Kad mekeralleziyne min kablihim Doğrusu onlardan öncekiler de zaafı ustaca gizlenmiş düzenler kurmuşlardı. Mekr’i bendeniz böyle anlıyor ve çeviriyorum, zaafı ustaca gizlenmiş düzenler. Mekr, yani hile manasına gelir çıplak anlamı etimolojik olarak. Tuzak, düzen, ama zaafı ustaca gizlenmiş. Zaafı var, hangi tuzağın zaafı yok ki. Ne demişler el hayletü, terkül hilye. İkisi de aynı köktendir. Gerçek güç, hileyi terk etmektir. Evet, asıl hile, hileyi terk etmektir demişler. Ama biz asıl buraya gelelim: Ve anlıyoruz ki öncekiler zaafı gizlenmiş bir takım düzenler kurmuşlar.

feetAllâhu bünyanehüm minel kavaıdi feharra aleyhimüs sakfü min fevkıhim Fakat Allah onların kurdukları temellerinden sarstı ve sonunda üstlerinde ki tavan başlarına göçüverdi. ve etahümül azâbü min haysü lâ yeş'urun zira daha nereden geldiğini anlayamadan azap onlara ulaşmış ve işi bitirmişti. Onun için tepelerine çöktü damları diyor Kur’an.


27-) Sümme yevmel kıyameti yuhziyhim ve yekulu eyne şürekâiyelleziyne küntüm tüşakkune fiyhim* kalelleziyne utül ılme innel hızyel yevme vessue alelkafiriyn;

Sonra kıyamet sürecinde onları rezil - rüsva eder ve der ki: "Nerede onlar yüzünden bana karşı çıkıp düşman kesildiğiniz ortaklarım?"... Kendilerine ilim verilenler: "Bugün rezil - rüsvalık ve kötülük, hakikat bilgisini inkâr edenleredir" dediler. (A.Hulusi)

027 - Sonra Kıyamet günü onları rüsva edecek ve diyecek: hani nerede o sizin haklarında şikak çıkarıp durduğunuz şeriklerim? Kendilerine ilim verilmiş olanlar dediler ki: hakikat bütün sefalet-ü zillet bu gün kâfirlerin üstünedîr. (Elmalı)


Sümme yevmel kıyameti yuhziyhim ve yekulu eyne şürekâiyelleziyne küntüm tüşakkune fiyhim sonunda kıyamet günü gelecek Allah; Neredeymiş bakalım o uğruna mücadele verdiğiniz ortaklarım diye soracak.

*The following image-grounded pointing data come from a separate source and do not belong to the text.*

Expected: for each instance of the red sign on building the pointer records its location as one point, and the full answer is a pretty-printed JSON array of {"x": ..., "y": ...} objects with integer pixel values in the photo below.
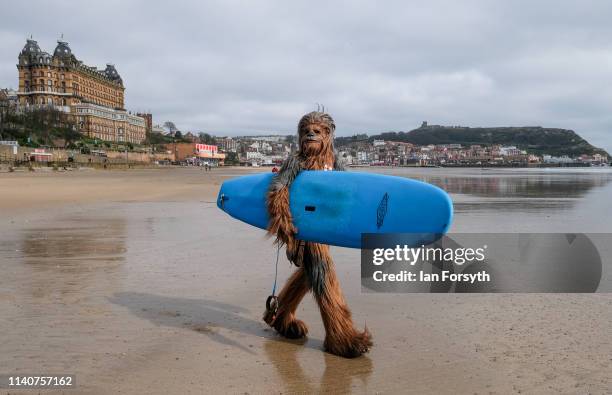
[{"x": 205, "y": 148}]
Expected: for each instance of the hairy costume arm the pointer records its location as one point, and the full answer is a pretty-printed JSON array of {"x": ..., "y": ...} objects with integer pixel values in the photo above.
[
  {"x": 338, "y": 163},
  {"x": 281, "y": 222}
]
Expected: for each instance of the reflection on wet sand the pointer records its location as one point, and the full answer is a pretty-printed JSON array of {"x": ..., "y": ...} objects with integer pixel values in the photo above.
[
  {"x": 211, "y": 318},
  {"x": 102, "y": 240},
  {"x": 337, "y": 377},
  {"x": 200, "y": 315},
  {"x": 510, "y": 190},
  {"x": 509, "y": 183},
  {"x": 75, "y": 253}
]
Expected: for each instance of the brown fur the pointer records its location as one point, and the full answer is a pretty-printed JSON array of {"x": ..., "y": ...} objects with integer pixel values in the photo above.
[{"x": 315, "y": 132}]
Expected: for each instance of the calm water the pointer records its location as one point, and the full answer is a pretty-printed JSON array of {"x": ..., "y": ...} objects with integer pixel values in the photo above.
[
  {"x": 523, "y": 200},
  {"x": 118, "y": 292}
]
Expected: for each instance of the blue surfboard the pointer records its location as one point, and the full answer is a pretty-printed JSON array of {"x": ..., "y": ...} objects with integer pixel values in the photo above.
[{"x": 336, "y": 207}]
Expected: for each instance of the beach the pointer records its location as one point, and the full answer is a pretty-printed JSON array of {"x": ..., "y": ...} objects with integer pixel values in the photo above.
[{"x": 135, "y": 282}]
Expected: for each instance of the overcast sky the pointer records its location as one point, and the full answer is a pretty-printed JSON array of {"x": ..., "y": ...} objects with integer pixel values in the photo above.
[{"x": 245, "y": 67}]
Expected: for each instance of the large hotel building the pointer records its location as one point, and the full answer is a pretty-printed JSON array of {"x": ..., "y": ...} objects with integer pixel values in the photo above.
[{"x": 93, "y": 97}]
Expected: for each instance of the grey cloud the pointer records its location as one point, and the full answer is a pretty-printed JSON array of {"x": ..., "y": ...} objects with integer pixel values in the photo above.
[{"x": 235, "y": 67}]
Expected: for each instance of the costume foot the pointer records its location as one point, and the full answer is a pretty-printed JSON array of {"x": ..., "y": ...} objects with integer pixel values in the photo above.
[
  {"x": 359, "y": 344},
  {"x": 294, "y": 329}
]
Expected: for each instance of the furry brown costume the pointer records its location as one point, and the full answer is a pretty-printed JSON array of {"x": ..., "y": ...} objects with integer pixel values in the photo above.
[{"x": 315, "y": 270}]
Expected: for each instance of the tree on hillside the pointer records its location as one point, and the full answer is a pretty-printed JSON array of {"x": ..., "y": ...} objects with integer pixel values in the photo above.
[{"x": 170, "y": 126}]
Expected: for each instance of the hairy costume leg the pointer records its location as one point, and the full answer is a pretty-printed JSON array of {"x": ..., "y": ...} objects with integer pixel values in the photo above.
[
  {"x": 289, "y": 298},
  {"x": 341, "y": 337}
]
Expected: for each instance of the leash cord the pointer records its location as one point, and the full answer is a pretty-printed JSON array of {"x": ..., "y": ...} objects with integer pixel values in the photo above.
[{"x": 275, "y": 271}]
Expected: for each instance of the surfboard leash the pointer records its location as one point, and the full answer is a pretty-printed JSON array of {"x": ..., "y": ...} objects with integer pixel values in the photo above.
[{"x": 272, "y": 301}]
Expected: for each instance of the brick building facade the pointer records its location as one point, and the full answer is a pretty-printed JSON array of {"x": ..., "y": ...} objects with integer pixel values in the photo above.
[{"x": 95, "y": 98}]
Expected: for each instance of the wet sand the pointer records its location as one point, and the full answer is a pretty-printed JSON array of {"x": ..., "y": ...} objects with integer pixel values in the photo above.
[{"x": 136, "y": 283}]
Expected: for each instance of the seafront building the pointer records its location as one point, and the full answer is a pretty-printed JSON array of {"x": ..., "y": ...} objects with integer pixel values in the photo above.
[{"x": 93, "y": 97}]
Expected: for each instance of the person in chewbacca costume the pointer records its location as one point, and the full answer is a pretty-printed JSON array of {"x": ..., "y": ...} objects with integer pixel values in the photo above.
[{"x": 315, "y": 268}]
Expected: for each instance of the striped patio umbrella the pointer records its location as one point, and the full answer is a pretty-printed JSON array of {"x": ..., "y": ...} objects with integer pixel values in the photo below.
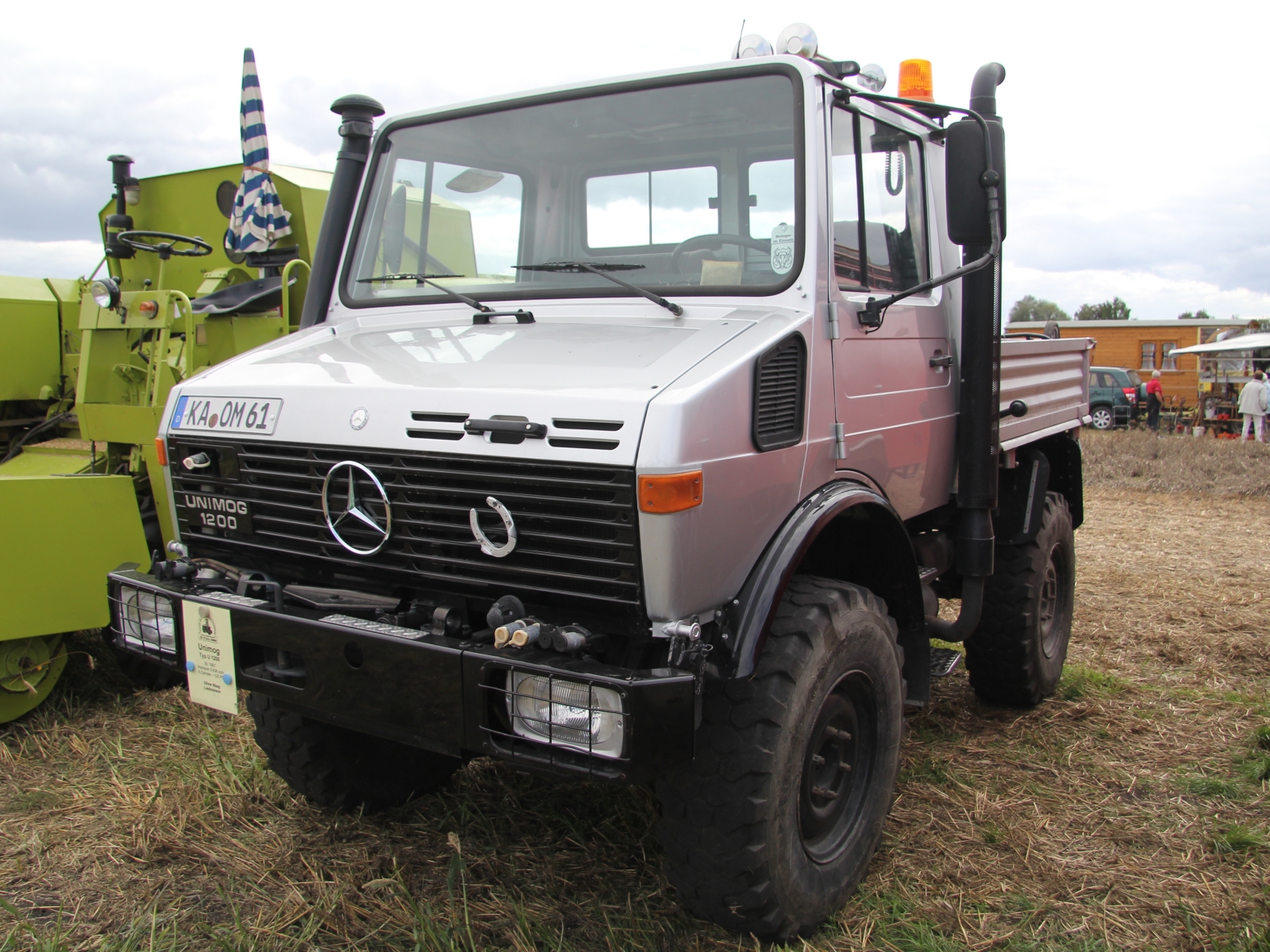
[{"x": 258, "y": 219}]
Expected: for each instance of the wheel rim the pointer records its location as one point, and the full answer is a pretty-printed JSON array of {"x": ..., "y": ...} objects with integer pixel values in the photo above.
[
  {"x": 837, "y": 767},
  {"x": 1053, "y": 602},
  {"x": 23, "y": 664}
]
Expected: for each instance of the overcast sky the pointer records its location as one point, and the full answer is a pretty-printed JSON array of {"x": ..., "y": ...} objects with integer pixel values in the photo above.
[{"x": 1119, "y": 184}]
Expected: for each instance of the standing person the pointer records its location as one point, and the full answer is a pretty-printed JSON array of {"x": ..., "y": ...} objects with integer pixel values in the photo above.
[
  {"x": 1155, "y": 400},
  {"x": 1253, "y": 405}
]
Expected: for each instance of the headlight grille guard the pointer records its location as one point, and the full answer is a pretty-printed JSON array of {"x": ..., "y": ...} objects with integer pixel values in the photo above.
[
  {"x": 148, "y": 624},
  {"x": 505, "y": 743}
]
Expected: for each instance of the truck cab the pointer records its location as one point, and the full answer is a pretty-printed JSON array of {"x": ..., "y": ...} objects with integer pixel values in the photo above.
[{"x": 625, "y": 438}]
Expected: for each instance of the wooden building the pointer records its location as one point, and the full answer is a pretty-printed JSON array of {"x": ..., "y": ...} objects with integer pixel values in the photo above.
[{"x": 1145, "y": 346}]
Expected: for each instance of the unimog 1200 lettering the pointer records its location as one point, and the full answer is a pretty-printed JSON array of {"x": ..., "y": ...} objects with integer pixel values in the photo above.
[{"x": 657, "y": 475}]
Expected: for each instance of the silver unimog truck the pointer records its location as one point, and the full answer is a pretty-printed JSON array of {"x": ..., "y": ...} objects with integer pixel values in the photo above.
[{"x": 634, "y": 433}]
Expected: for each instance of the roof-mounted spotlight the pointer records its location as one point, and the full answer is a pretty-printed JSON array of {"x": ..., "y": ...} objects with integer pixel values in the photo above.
[
  {"x": 873, "y": 78},
  {"x": 751, "y": 46},
  {"x": 798, "y": 40}
]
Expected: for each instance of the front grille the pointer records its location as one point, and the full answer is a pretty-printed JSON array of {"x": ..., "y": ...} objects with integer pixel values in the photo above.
[{"x": 577, "y": 526}]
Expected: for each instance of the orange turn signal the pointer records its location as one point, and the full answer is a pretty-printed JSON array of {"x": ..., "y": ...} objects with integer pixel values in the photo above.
[
  {"x": 916, "y": 80},
  {"x": 670, "y": 494}
]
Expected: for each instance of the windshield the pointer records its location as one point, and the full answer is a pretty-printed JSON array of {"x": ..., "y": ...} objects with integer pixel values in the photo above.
[{"x": 689, "y": 188}]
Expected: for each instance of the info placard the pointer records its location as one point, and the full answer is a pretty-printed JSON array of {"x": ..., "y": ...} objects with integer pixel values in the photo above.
[{"x": 210, "y": 657}]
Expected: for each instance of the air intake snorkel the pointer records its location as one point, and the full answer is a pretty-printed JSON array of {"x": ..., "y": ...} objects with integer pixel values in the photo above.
[
  {"x": 975, "y": 165},
  {"x": 975, "y": 190},
  {"x": 357, "y": 114}
]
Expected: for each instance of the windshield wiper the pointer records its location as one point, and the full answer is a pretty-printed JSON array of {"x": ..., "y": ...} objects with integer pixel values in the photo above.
[
  {"x": 429, "y": 279},
  {"x": 602, "y": 270}
]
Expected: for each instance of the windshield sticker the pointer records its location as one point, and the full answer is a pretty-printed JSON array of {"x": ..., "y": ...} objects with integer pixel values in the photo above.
[{"x": 783, "y": 248}]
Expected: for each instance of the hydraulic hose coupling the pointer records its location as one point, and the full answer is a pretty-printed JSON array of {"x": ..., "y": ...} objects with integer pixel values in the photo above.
[
  {"x": 503, "y": 632},
  {"x": 687, "y": 628}
]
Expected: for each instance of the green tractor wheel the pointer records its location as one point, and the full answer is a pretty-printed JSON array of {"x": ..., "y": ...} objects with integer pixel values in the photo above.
[{"x": 29, "y": 668}]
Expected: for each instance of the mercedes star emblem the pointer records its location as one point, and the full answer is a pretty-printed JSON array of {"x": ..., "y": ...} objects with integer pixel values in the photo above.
[
  {"x": 486, "y": 545},
  {"x": 353, "y": 513}
]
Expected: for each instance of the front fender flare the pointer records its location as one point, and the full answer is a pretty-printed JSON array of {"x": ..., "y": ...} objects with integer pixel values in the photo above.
[{"x": 756, "y": 605}]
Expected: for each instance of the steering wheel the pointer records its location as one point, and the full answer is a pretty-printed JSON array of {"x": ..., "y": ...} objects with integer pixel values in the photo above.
[
  {"x": 164, "y": 249},
  {"x": 713, "y": 243}
]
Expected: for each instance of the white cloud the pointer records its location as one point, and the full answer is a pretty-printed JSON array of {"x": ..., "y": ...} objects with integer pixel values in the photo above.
[
  {"x": 1149, "y": 295},
  {"x": 48, "y": 259}
]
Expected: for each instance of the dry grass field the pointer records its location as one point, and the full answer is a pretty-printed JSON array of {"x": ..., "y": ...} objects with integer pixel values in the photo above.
[{"x": 1127, "y": 812}]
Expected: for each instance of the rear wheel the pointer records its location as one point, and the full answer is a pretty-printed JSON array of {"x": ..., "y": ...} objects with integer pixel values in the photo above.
[
  {"x": 1016, "y": 654},
  {"x": 772, "y": 827},
  {"x": 343, "y": 770}
]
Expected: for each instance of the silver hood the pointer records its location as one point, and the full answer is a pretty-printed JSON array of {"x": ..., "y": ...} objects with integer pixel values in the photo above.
[{"x": 586, "y": 374}]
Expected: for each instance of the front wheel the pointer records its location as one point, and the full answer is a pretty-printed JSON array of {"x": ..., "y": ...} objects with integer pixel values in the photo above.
[{"x": 772, "y": 827}]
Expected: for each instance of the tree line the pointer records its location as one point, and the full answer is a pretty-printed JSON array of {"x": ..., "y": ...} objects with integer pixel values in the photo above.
[{"x": 1033, "y": 309}]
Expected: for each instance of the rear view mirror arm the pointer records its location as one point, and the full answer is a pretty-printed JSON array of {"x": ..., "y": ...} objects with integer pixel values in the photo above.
[{"x": 874, "y": 310}]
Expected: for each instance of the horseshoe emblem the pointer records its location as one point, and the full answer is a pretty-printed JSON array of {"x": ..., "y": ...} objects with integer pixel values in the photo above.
[{"x": 486, "y": 545}]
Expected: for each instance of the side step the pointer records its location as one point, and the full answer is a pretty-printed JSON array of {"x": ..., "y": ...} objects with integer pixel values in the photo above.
[{"x": 944, "y": 662}]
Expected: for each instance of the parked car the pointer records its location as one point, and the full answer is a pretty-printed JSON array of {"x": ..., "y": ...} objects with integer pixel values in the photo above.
[{"x": 1113, "y": 397}]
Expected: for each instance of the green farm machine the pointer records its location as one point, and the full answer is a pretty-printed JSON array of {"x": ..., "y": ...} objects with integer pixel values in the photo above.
[{"x": 86, "y": 368}]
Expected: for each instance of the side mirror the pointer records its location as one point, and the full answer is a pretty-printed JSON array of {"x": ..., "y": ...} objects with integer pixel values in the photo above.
[{"x": 964, "y": 163}]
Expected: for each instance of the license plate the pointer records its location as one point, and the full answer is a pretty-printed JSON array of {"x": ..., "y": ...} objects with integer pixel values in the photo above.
[
  {"x": 209, "y": 512},
  {"x": 210, "y": 657},
  {"x": 194, "y": 414}
]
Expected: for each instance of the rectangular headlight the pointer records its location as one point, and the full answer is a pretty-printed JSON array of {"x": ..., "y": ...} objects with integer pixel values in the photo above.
[
  {"x": 148, "y": 621},
  {"x": 567, "y": 714}
]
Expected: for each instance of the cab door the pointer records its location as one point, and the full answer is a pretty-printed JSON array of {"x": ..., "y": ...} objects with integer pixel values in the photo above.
[{"x": 893, "y": 385}]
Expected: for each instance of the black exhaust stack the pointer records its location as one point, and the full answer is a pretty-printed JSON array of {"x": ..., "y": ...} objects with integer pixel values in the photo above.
[
  {"x": 976, "y": 192},
  {"x": 121, "y": 221},
  {"x": 359, "y": 114}
]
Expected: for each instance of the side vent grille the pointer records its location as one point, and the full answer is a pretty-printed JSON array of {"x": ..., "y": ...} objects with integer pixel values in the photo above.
[
  {"x": 780, "y": 390},
  {"x": 587, "y": 424}
]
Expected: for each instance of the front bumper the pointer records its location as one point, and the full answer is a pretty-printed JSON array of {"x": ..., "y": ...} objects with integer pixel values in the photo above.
[{"x": 429, "y": 691}]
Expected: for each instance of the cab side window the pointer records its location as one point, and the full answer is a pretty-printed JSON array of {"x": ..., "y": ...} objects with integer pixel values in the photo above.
[{"x": 879, "y": 205}]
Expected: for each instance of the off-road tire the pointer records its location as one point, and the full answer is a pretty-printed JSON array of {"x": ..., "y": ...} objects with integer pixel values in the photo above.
[
  {"x": 747, "y": 843},
  {"x": 1015, "y": 655},
  {"x": 343, "y": 770}
]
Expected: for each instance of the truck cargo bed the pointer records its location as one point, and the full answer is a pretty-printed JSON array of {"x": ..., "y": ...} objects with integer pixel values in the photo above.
[{"x": 1052, "y": 378}]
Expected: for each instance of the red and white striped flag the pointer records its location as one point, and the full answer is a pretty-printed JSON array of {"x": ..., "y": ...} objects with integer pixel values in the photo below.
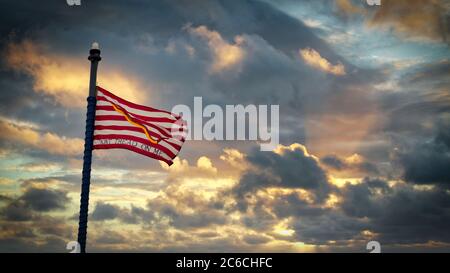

Evet, Yani, haşa Allah’ın ortağı yok fakat orada bir ünlem varmış gibi anlamak lazım. Orada bir kinaye var. Benim bilmediğim ortaklarım mı varmış, gösterin onları bakalım. Yani siz bana ortak koşmakla, bana ait bir özelliği bir başkasına yakıştırmakla aslında benim bilmediğimi düşünüyorsun. Yani benim ortağımı ben bilmiyorum da siz mi biliyorsunuz (haşa) Dolayısıyla burada açıktır kelime; Şürekâiy, nerede imiş şu ortaklarım, gösterin bakalım diyecek kıyamette. Kinaye olarak tabii ki.

Tüşakkun yine bir kelime ayetteki, çıngar çıkardığınız, ayrılık çıkardığınız, mücadeleye girdiğiniz uğruna anlamına gelir.

kalelleziyne utül ılme innel hızyel yevme vessue alelkafiriyn kendilerine ilim verilenler, bugün diyecekler alçaklığın her türü ve kötülüğün daniskası kafirlerin tamamının üzerine olsun diyecekler. Tabii ki hesap gününde.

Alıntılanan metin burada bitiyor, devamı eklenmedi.